Besuche

In all den Jahren unserer Tätigkeit wurden wir in Kamenka und auch in Zelinograd oft von Brüdern und Geschwistern aus anderen Ortsgemeinden besucht. Die Brüder Artur und Otto Reimann kamen aus Zelinograd und machten die Geschwister in Kamenka mit den Geschwistern Stuike und Welskop aus der Stadt bekannt.

Br. Welskop war ein alter Chorleiter. Als er nach Kamenka auf Besuch kam, baten ihn die Geschwister, er möge doch mit unserer Jugend das Singen üben. Er war einverstanden, diese Aufgabe zu übernehmen. Doch da er kurz vor der Rente stand, wollte er erst, sobald er von der Arbeit frei war, wieder kommen und sich dieser Aufgabe widmen. Br. Welskop arbeitete beim Bau eines großen Hauses, an dem mit einem hohen Kran gearbeitet wurde. Es war an Br. Welskops letztem Arbeitstag, als eine Kiste mit Mörtel vom Kran hochgehoben wurde, aus der Höhe abstürzte und den Bruder traf. Er war auf der Stelle tot. Die Geschwister in Zelinograd bedauerten den Tod von Br. Welskop sehr.

Als Besucher aus Karaganda möchte ich Br. Jakob Scharton erwähnen. Er besuchte Kamenka bereits in den 60er-Jahren und blieb mit der Gemeinde als Besucher und Lehrer bis in die 90er-Jahre verbunden. Aus Karaganda besuchten uns auch die Brüder Albert und Otto Meier sowie weitere Geschwister.
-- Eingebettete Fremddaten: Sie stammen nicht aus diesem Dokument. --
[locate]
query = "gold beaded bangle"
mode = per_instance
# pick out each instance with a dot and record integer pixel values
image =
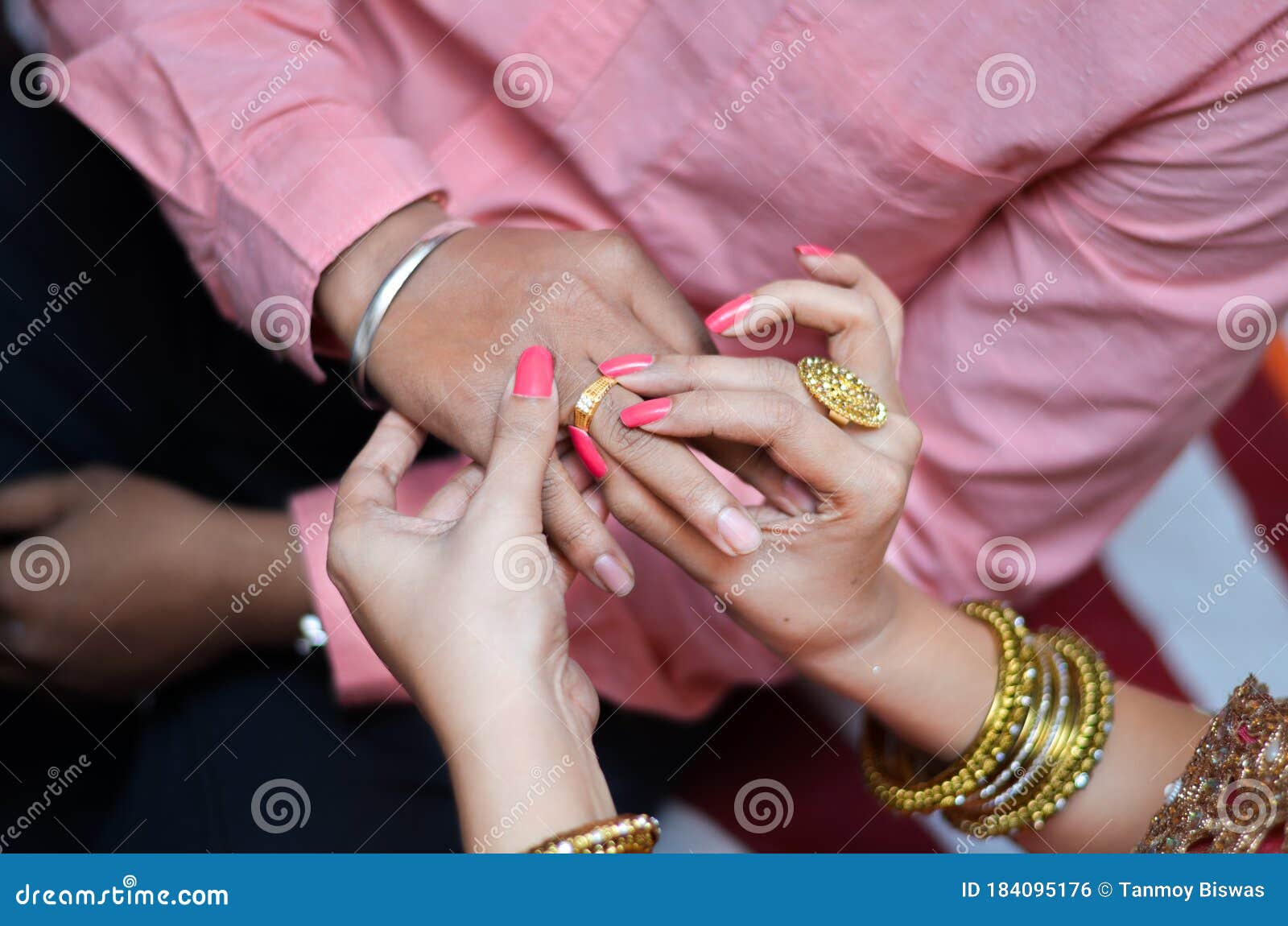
(1077, 745)
(1032, 743)
(1017, 679)
(630, 833)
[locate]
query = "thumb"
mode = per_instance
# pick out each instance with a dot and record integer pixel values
(36, 501)
(523, 440)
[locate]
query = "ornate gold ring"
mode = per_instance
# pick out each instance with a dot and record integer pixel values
(845, 395)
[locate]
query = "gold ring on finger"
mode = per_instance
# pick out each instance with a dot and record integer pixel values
(589, 401)
(845, 395)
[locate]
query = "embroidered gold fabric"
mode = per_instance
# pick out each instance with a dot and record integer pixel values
(1236, 788)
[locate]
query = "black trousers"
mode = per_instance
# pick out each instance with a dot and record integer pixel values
(139, 371)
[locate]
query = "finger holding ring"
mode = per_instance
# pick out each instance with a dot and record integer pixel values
(588, 403)
(845, 395)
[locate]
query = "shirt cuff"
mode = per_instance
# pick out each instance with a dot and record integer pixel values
(300, 199)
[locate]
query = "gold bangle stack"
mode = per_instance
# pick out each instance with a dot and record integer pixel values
(630, 833)
(1043, 736)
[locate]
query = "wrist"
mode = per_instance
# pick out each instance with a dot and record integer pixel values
(461, 707)
(525, 775)
(348, 283)
(869, 635)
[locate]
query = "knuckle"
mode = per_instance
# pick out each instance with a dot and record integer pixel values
(630, 444)
(783, 415)
(886, 490)
(618, 246)
(866, 309)
(778, 374)
(631, 511)
(575, 532)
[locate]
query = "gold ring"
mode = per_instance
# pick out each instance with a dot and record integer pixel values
(845, 395)
(589, 401)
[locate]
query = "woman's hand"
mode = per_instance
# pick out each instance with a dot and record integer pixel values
(116, 582)
(464, 603)
(444, 350)
(818, 588)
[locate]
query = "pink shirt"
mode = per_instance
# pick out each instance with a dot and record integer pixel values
(1084, 206)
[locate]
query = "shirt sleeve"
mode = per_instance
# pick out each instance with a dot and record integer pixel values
(259, 131)
(1064, 356)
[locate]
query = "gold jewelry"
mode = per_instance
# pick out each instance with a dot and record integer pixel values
(1045, 756)
(1017, 680)
(618, 835)
(845, 395)
(1075, 749)
(589, 401)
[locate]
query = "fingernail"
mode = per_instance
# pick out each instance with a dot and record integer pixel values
(588, 453)
(613, 575)
(535, 374)
(646, 412)
(626, 363)
(738, 530)
(728, 315)
(800, 494)
(813, 251)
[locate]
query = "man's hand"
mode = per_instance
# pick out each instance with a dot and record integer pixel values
(444, 353)
(122, 595)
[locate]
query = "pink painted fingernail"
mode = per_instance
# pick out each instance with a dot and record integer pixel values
(646, 412)
(613, 576)
(813, 251)
(626, 363)
(728, 315)
(535, 374)
(738, 530)
(588, 453)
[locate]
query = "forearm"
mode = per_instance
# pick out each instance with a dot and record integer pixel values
(523, 777)
(931, 676)
(349, 283)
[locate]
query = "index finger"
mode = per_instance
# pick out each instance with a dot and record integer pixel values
(373, 478)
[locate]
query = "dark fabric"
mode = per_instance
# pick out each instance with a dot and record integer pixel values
(139, 371)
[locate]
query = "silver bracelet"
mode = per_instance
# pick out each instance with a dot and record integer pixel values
(384, 298)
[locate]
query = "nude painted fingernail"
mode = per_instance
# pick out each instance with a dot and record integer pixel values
(535, 374)
(626, 363)
(799, 494)
(813, 251)
(738, 530)
(588, 453)
(613, 575)
(728, 315)
(646, 412)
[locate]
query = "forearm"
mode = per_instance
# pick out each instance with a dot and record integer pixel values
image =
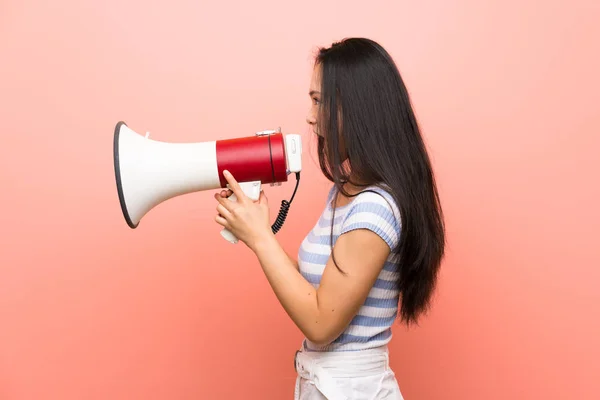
(297, 296)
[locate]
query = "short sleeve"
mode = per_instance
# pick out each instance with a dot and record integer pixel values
(376, 212)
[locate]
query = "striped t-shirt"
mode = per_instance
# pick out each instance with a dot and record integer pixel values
(371, 327)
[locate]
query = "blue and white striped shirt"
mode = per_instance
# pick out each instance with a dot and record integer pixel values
(371, 327)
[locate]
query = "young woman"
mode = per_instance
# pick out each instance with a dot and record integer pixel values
(375, 250)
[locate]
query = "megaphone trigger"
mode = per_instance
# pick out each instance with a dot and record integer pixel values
(252, 191)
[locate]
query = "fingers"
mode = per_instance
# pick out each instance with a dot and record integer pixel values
(235, 186)
(224, 201)
(263, 198)
(223, 212)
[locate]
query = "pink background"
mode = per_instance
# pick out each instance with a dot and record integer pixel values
(507, 93)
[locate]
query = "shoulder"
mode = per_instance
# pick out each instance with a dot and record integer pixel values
(374, 209)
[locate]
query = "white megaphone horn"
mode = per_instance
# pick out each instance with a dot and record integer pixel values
(149, 172)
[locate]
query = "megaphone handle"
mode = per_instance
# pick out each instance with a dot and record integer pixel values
(250, 189)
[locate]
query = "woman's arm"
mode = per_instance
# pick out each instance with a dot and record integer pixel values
(320, 314)
(323, 314)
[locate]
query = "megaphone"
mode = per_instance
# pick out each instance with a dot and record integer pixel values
(148, 172)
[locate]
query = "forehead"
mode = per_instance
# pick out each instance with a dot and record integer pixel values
(315, 82)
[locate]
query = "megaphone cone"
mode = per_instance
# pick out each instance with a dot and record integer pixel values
(148, 172)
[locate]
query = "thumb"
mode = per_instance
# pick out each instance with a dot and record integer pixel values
(262, 200)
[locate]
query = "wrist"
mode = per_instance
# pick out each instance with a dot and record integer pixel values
(263, 241)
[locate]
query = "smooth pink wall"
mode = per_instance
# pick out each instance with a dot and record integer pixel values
(508, 96)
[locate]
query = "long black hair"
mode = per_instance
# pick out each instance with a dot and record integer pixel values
(369, 135)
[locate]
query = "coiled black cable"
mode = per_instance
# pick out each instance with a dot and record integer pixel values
(285, 208)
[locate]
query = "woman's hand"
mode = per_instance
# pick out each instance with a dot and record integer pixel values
(248, 220)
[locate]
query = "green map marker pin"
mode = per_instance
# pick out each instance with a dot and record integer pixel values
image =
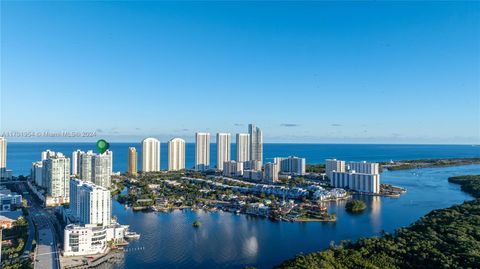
(102, 145)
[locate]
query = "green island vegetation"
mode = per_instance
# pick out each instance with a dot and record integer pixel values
(12, 250)
(164, 191)
(445, 238)
(411, 164)
(355, 206)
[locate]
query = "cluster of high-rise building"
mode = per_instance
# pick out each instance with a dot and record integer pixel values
(358, 176)
(54, 171)
(92, 226)
(248, 161)
(248, 149)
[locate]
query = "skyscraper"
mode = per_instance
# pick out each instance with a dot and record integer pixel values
(76, 162)
(56, 173)
(202, 151)
(150, 155)
(96, 168)
(334, 165)
(47, 153)
(256, 143)
(3, 157)
(132, 161)
(36, 174)
(223, 149)
(270, 174)
(90, 203)
(176, 154)
(243, 148)
(292, 165)
(102, 169)
(85, 168)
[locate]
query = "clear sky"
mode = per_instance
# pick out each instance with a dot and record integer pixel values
(334, 72)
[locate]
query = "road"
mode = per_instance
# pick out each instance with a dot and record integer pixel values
(46, 254)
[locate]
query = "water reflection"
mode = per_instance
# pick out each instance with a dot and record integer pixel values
(226, 240)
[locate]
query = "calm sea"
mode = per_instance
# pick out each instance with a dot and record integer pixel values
(226, 240)
(21, 155)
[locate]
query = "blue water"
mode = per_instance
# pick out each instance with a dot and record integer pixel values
(21, 155)
(226, 240)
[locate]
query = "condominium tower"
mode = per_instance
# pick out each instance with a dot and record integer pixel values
(243, 147)
(56, 174)
(202, 151)
(334, 165)
(176, 154)
(132, 161)
(223, 149)
(76, 162)
(256, 143)
(3, 157)
(150, 155)
(90, 203)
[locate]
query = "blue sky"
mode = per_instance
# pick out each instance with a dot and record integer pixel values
(331, 72)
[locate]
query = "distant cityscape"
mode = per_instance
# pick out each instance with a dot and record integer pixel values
(84, 182)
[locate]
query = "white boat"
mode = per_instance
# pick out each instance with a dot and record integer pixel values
(132, 235)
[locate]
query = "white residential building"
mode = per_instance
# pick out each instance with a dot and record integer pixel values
(332, 165)
(271, 171)
(85, 166)
(232, 169)
(291, 165)
(364, 167)
(90, 203)
(46, 154)
(150, 155)
(253, 165)
(223, 149)
(76, 162)
(202, 151)
(102, 169)
(253, 174)
(90, 239)
(9, 200)
(3, 157)
(256, 143)
(96, 168)
(36, 174)
(243, 147)
(176, 154)
(56, 173)
(368, 183)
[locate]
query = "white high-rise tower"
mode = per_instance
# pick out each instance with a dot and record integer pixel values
(256, 143)
(176, 154)
(223, 149)
(76, 162)
(150, 155)
(56, 173)
(3, 157)
(202, 151)
(243, 148)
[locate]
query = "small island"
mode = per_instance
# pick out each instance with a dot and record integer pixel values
(355, 206)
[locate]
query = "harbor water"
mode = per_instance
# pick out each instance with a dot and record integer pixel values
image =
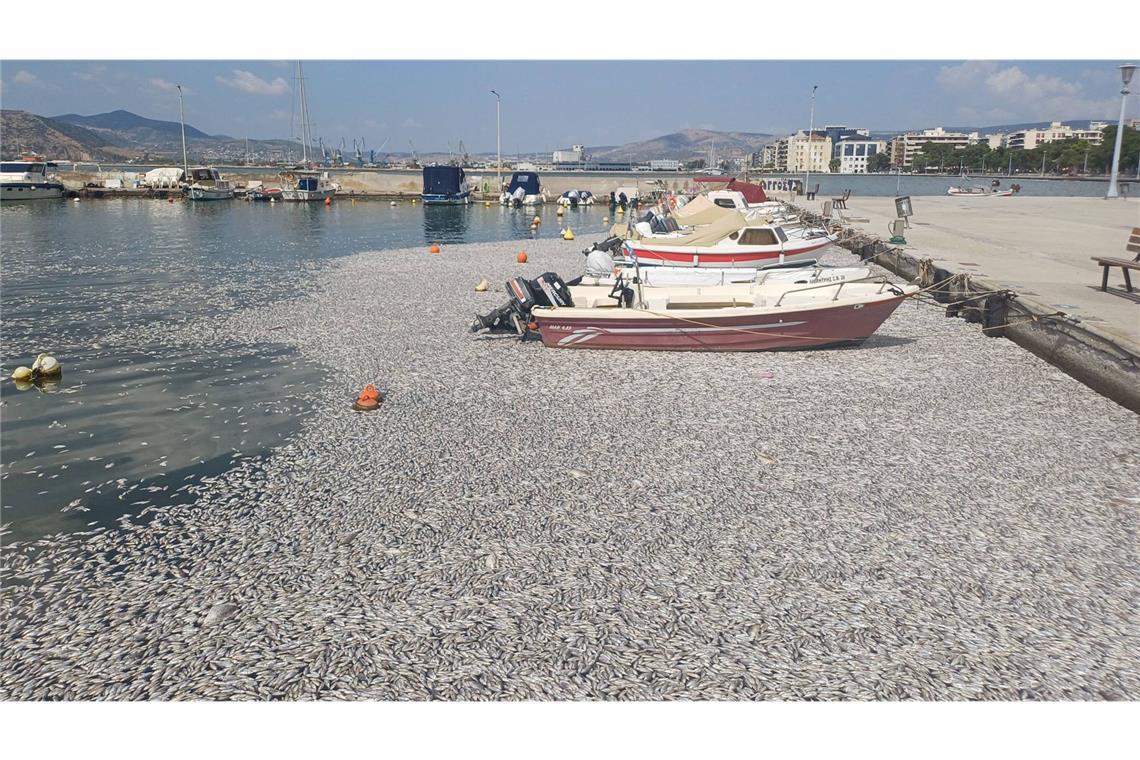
(139, 418)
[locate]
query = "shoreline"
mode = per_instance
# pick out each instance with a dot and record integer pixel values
(520, 522)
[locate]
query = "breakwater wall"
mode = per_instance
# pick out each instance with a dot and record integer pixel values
(1106, 362)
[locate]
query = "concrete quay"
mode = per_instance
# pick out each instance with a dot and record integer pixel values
(1037, 246)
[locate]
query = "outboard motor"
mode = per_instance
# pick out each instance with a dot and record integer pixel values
(547, 289)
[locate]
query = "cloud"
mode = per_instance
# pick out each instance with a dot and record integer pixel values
(165, 87)
(250, 82)
(990, 90)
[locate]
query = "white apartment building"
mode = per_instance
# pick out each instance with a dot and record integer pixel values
(1031, 138)
(853, 154)
(808, 153)
(904, 147)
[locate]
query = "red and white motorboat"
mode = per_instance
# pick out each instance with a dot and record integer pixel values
(730, 240)
(723, 318)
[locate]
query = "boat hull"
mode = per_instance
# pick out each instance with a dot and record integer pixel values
(438, 199)
(732, 329)
(209, 194)
(748, 256)
(31, 190)
(307, 196)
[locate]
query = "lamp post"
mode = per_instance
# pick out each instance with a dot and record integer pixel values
(181, 120)
(811, 128)
(498, 142)
(1126, 72)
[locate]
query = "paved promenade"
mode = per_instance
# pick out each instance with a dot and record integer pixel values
(1035, 245)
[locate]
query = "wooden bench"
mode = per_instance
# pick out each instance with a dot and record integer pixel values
(1125, 264)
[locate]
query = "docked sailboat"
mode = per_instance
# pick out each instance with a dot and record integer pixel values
(29, 179)
(205, 184)
(445, 186)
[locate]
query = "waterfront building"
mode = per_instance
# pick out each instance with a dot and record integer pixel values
(571, 156)
(839, 132)
(1031, 138)
(854, 152)
(904, 147)
(809, 152)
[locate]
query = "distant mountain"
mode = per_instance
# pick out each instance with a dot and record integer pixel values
(685, 145)
(22, 131)
(137, 130)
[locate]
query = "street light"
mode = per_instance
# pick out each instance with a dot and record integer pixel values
(811, 128)
(498, 144)
(1126, 71)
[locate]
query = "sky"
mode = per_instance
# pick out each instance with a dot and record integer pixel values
(554, 104)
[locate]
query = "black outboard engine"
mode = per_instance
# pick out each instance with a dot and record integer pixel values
(547, 289)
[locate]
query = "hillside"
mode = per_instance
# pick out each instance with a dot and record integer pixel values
(23, 131)
(684, 145)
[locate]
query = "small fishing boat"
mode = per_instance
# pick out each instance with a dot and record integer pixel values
(445, 186)
(731, 240)
(205, 184)
(575, 198)
(523, 190)
(304, 186)
(29, 179)
(265, 194)
(754, 317)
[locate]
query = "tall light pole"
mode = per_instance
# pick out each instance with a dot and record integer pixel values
(181, 119)
(811, 128)
(498, 142)
(1126, 71)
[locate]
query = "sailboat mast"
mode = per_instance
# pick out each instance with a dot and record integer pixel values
(181, 120)
(304, 114)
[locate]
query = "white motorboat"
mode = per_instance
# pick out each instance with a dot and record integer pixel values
(523, 190)
(29, 179)
(208, 185)
(307, 186)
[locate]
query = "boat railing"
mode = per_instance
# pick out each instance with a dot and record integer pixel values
(838, 286)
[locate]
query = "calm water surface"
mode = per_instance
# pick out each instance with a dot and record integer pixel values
(139, 419)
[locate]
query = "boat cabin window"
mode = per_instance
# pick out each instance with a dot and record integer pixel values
(758, 236)
(21, 168)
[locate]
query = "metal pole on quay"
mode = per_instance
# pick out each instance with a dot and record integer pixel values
(1126, 72)
(498, 142)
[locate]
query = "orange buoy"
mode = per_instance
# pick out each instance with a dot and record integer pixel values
(368, 400)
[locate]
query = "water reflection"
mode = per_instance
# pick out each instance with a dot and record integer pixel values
(446, 223)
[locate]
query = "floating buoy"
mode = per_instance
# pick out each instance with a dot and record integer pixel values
(46, 366)
(368, 400)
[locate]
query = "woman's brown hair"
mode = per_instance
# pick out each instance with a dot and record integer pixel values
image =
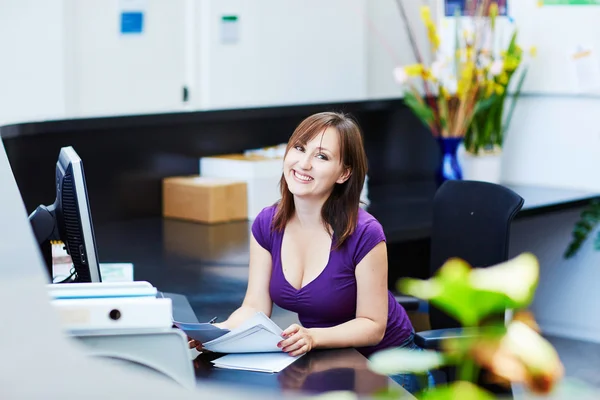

So hat uns auch öfter Bruder Waldemar Faltenberg, der in Koktschetav (Petrovka) Prediger war, besucht. Dort wurde die Gemeinde 1979 registriert. Sie hatten bereits ein Bethaus eingerichtet und wir bekamen auch eine Einladung zur Einweihung. Doch nicht lange danach bekamen wir ein Telegramm, dass wir anstatt zur geplanten Einweihung zu einer Beerdigung kommen sollen. Wir konnten diese Nachricht gar nicht fassen. Als wir diesbezüglich nachfragten, wurde uns die Nachricht bestätigt. Br. Waldemar Faltenberg, der Vorsteher der Gemeinde, war am 13. November 1979 im Alter von 40 Jahren bei einem Autounfall ums Leben gekommen.

In diesem Bethaus wurde nun statt der Einweihung eine Trauerfeier gehalten. Es waren auch Brüder von einigen anderen Orten zugegen, als wir den lieben Bruder zu Grabe trugen. Seine Frau blieb nun mit 8 Kindern allein zurück. Das jüngste Kind war erst wenige Monate alt. Auch die Gemeinde blieb ohne Prediger.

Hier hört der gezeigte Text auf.